Final Answer: [your complete answer in plain text]
Task: {user_task}
Your runtime parses each Action, calls the real tool, and injects the result as the next Observation before sending the whole conversation back to the model.
Why the iteration cap is essential
Without an upper limit, an agent stuck on an unsolvable sub-task or caught in a reasoning loop will continue calling tools indefinitely, accumulating tokens and cost. The cap forces the model to either reach a conclusion within the budget or emit a Final Answer that honestly states it could not finish — both better outcomes than an infinite loop. A cap of 5 to 8 iterations is typical for focused tasks; complex multi-step research might use 10 to 15.
Tips for writing effective tool descriptions
- Describe what the tool returns, not just what it takes.
"search[query] → returns up to 5 web snippets as plain text"is more useful than"searches the web"because the model uses the return description to plan its next Thought. - Be specific about failure modes.
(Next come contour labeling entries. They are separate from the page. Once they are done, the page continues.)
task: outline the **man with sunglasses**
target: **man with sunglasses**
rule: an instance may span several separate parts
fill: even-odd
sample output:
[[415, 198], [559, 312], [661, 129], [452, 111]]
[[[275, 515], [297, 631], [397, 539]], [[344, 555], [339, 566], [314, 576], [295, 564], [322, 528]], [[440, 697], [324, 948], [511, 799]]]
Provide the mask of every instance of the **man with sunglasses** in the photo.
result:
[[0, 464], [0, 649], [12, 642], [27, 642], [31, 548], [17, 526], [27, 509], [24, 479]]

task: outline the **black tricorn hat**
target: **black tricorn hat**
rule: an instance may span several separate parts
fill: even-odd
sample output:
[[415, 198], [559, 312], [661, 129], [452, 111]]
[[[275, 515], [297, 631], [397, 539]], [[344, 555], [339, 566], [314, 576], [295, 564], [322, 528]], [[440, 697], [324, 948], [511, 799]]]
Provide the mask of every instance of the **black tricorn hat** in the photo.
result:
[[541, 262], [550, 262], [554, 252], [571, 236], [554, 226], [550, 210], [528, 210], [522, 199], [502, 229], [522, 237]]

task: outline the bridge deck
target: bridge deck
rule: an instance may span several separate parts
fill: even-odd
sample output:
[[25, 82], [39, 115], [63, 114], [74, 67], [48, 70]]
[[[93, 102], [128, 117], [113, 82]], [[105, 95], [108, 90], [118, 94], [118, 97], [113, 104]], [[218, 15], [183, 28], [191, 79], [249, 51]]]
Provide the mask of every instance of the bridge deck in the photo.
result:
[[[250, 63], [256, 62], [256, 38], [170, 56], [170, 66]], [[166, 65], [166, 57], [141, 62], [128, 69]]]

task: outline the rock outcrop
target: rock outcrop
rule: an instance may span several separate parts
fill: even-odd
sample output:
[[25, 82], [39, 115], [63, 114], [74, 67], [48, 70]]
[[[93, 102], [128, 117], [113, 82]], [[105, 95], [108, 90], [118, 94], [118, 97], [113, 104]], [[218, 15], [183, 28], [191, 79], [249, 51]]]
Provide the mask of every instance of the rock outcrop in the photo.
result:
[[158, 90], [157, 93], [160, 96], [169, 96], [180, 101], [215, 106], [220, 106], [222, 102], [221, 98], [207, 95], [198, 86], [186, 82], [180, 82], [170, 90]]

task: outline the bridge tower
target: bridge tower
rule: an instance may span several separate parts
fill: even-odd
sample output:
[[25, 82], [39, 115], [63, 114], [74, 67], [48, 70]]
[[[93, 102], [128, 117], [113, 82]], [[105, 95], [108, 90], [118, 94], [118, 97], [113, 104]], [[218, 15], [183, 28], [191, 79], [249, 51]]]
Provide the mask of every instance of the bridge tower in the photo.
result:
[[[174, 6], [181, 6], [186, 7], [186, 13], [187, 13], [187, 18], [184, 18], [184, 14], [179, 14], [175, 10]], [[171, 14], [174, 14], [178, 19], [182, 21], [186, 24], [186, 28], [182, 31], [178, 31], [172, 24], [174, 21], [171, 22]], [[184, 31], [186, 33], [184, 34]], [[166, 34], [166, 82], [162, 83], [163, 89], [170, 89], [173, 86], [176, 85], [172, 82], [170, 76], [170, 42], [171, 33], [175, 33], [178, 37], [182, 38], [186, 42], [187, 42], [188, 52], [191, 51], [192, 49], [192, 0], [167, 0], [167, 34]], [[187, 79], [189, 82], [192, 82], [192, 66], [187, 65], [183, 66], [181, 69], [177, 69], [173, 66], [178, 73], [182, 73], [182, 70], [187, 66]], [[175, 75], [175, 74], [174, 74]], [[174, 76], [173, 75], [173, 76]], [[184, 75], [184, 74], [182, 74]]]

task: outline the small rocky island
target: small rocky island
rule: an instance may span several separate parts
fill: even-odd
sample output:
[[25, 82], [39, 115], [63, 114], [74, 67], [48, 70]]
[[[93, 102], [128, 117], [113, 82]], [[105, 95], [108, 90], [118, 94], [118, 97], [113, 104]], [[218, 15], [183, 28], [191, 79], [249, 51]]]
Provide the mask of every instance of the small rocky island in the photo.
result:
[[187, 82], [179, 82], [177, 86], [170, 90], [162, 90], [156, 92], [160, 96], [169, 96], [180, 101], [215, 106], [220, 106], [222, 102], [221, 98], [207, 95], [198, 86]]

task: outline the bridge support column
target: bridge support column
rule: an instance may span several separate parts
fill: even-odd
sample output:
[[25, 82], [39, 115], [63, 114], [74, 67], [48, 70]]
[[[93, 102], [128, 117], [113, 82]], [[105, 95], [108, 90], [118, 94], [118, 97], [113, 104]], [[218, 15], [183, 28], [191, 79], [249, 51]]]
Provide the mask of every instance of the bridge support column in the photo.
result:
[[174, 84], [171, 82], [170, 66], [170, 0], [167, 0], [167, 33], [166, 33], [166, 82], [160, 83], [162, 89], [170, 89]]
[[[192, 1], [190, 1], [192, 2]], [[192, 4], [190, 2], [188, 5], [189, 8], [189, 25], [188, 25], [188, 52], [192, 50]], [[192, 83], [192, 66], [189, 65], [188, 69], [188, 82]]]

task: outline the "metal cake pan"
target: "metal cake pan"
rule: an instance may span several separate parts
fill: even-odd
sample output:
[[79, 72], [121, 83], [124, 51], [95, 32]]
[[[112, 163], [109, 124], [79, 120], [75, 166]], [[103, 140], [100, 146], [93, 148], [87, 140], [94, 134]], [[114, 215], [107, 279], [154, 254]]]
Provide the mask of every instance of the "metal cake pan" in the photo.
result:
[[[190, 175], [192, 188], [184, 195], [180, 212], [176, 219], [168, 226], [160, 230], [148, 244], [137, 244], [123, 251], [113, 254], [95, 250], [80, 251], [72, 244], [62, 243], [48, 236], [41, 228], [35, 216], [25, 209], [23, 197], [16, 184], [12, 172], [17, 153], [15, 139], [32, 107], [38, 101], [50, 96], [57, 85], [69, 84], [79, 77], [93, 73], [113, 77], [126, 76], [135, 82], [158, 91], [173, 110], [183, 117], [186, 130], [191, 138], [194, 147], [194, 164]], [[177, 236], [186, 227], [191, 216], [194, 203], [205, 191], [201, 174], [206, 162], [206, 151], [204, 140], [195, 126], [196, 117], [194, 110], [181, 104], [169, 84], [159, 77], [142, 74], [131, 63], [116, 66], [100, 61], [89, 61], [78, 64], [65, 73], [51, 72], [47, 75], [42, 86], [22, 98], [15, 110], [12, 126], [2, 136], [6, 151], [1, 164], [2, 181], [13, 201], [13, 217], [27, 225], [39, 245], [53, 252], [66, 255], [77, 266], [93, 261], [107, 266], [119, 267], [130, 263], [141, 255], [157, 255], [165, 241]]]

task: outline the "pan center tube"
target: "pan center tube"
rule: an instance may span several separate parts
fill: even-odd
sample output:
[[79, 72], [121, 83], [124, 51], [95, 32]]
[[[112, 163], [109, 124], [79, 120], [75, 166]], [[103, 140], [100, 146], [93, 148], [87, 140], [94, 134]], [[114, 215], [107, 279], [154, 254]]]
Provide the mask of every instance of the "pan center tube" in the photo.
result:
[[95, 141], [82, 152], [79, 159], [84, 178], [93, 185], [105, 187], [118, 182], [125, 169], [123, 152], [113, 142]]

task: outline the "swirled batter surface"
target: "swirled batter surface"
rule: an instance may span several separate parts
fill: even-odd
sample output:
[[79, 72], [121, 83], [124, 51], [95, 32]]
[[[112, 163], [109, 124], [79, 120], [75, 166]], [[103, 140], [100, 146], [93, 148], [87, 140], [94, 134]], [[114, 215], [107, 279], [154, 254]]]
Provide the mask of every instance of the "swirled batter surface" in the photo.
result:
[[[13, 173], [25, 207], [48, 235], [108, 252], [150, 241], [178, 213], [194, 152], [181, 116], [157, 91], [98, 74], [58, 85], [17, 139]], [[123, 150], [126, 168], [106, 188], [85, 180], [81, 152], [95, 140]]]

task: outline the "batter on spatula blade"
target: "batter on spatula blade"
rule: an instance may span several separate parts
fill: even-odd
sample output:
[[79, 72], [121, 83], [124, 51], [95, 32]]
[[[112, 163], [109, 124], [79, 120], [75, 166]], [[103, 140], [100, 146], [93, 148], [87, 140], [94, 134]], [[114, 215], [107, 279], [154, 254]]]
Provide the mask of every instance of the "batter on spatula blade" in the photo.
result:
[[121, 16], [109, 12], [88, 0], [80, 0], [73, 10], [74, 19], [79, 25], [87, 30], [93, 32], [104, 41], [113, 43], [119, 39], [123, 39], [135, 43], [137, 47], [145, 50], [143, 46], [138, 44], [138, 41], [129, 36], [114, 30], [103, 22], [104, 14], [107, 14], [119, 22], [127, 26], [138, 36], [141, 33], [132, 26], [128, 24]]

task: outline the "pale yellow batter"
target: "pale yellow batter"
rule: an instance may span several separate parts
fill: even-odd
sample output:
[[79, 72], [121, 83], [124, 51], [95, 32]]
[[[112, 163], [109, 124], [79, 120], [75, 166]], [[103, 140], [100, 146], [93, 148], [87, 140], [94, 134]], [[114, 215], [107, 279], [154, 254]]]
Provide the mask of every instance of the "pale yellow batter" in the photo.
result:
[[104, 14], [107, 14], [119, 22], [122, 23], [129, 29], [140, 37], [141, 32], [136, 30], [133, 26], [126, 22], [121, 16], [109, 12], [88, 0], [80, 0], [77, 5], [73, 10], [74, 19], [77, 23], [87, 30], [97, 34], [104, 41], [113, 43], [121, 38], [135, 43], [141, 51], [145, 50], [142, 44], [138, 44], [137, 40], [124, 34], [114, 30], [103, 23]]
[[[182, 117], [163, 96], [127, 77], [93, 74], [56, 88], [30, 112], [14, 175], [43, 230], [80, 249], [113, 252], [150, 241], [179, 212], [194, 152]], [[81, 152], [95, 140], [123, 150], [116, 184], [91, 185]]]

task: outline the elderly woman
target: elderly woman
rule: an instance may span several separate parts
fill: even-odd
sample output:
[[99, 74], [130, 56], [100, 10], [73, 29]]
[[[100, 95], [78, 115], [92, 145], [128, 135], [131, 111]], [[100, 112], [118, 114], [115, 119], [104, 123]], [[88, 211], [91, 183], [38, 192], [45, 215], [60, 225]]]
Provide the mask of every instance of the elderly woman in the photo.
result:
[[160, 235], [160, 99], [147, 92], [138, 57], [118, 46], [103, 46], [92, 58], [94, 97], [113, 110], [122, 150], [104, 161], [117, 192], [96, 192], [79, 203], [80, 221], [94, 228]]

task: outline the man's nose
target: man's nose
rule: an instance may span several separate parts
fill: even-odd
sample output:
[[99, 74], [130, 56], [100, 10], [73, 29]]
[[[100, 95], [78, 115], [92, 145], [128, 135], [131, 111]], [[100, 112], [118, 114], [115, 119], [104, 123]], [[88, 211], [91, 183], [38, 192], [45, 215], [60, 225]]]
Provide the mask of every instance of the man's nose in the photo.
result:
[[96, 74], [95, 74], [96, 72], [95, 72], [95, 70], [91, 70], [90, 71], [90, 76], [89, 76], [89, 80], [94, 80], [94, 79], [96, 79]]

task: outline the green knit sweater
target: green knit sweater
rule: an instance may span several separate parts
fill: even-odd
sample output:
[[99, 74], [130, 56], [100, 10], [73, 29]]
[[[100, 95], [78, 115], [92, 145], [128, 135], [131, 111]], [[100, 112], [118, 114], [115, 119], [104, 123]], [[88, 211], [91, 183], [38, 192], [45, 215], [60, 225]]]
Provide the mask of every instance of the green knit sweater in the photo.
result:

If a tool can return an empty result or an error string, say so. Models reason better around known failure cases than surprises.
- Keep the tool set small and non-overlapping. Three or four well-scoped tools outperform a dozen overlapping ones; the model picks more reliably from a short menu with clear boundaries.
Matching the prompt to your runtime
The prompt this builder produces is a scaffold, not a plug-and-play solution. Your code must:
- Detect when the model has emitted an Action line and extract the tool name and input.
- Execute the real tool and capture its output.
- Append the Observation to the conversation and send the next turn.
- Detect
Final Answer:to know when to stop the loop. - Enforce the iteration cap by cutting off the loop if it has not terminated by step N.
A fixed Final Answer: prefix makes step 4 a trivial string match and the response easy to extract programmatically.